Suddenly it happened! I cannot describe the experience to you. I wrote of it in my first book – the story is called ‘Listening to the Stones’. What I can tell you is that the names on the stone were William & Elizabeth Lewis and that they died the same year – 1837; 112 years before I was born, and 158 years before I found their grave.
The stone had almost been swallowed by the earth, but I scratched and clawed away the grass, leaves, grapevines and earth until at last I could read what was written on the bottom of the stone. It was a single verse of scripture from the book of Job, with one minor alteration –the personal pronoun ‘I’ was changed to ‘We’: ‘We know that our Redeemer liveth.’

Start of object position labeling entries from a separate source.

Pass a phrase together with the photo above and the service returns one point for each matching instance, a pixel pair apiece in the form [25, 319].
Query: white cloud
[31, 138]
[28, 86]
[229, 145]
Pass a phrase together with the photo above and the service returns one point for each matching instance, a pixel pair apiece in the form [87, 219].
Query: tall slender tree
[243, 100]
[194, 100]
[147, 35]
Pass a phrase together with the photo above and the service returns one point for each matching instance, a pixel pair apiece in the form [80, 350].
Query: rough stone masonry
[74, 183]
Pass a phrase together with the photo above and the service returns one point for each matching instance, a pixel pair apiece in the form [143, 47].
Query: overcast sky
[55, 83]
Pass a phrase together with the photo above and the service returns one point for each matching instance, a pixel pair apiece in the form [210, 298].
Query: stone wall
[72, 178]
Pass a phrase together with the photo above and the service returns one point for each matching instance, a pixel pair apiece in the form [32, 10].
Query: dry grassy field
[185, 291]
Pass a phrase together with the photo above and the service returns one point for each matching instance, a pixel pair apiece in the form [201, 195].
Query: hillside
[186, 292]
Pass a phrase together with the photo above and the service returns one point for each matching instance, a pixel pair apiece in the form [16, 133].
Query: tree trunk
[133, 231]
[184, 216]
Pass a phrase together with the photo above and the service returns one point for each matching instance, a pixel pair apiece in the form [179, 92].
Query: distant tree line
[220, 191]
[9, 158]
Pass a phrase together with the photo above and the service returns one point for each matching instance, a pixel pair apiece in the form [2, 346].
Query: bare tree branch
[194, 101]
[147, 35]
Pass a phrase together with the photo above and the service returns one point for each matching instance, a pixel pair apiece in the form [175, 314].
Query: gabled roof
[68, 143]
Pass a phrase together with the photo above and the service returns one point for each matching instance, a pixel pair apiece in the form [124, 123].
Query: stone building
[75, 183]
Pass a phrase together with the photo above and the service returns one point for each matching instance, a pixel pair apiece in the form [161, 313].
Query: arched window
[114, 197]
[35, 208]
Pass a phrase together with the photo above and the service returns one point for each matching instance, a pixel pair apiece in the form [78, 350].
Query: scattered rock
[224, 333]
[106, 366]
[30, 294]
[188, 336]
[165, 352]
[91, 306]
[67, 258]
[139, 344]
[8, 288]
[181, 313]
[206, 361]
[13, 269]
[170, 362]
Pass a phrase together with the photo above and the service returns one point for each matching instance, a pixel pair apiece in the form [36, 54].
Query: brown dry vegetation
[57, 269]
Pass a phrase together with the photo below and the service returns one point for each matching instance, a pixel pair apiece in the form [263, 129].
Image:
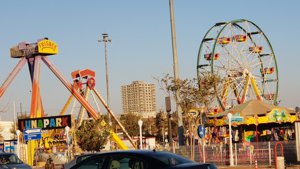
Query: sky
[141, 46]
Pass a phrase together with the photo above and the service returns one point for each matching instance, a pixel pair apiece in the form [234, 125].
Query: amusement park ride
[33, 54]
[241, 55]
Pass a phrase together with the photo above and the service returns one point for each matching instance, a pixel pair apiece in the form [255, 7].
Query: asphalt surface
[220, 167]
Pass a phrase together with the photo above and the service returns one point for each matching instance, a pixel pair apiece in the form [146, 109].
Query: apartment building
[139, 97]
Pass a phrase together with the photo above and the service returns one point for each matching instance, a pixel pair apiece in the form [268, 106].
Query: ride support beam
[234, 88]
[12, 75]
[255, 89]
[224, 95]
[36, 109]
[64, 109]
[246, 87]
[114, 117]
[72, 90]
[81, 112]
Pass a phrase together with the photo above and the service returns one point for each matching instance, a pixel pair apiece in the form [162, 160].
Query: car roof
[5, 153]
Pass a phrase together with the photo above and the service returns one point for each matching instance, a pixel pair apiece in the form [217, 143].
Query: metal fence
[243, 154]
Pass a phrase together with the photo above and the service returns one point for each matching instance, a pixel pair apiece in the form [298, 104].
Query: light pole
[176, 74]
[18, 132]
[140, 123]
[229, 116]
[106, 40]
[67, 129]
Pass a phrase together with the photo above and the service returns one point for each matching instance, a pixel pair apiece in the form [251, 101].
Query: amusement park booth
[256, 120]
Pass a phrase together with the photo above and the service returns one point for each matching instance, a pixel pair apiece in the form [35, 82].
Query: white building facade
[140, 98]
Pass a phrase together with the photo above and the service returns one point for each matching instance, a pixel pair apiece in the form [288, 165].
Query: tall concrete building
[140, 98]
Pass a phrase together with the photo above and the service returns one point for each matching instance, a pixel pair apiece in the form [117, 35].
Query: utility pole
[176, 74]
[106, 40]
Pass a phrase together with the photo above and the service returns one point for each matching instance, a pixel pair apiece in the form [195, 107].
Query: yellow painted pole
[255, 89]
[246, 86]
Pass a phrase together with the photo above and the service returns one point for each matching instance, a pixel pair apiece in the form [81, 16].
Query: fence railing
[243, 153]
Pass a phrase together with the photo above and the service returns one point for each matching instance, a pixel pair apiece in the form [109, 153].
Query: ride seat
[115, 164]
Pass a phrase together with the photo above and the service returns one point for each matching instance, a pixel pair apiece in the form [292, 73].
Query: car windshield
[9, 159]
[171, 159]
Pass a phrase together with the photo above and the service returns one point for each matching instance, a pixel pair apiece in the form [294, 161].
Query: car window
[91, 163]
[81, 158]
[171, 159]
[126, 162]
[9, 159]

I can never prove this, nor can I ever doubt it, but the moment I read those words I am sure and certain the angels of God once more were dispatched to a graveyard. Once more they, along with the Holy Spirit, exploded a message in my spirit.
It was not a message of death but rather a message of life in a place of death. I knew that my dreams, hopes, ambitions, ministry, faith, theologies, gifts and callings would all live again, but this time they would live not as a matter of mere religion but as a matter of resurrection life. They would now live only in the life of Christ Himself.
The message Pastor Adam posted on the sign last week communicated the same principle: ‘When you are down to nothing, God is up to something’. And if I may add to that:until we are down to nothing we have difficulty discovering the “something” that God is up to.
An ancient legend says that in the early church when a believer was to be martyred for his faith here is what took place. As they tied his hands and led him to the stake, he was asked if he had any last words. He shouted out, “He is risen.” Unknown to the authorities, in the surrounding hills, the Christians had gathered to watch the execution. When they heard the words, “He is risen” … They cried out with one voice … “He is risen indeed.”
This I know is fact: This is how they greeted one another in the early church: “He is risen!” Response: “He is risen indeed!”
Let’s do that right now. I will shout – “He is risen!” You shout back – “He is risen indeed!” At the end of that shout I want the Shofars to be blasted.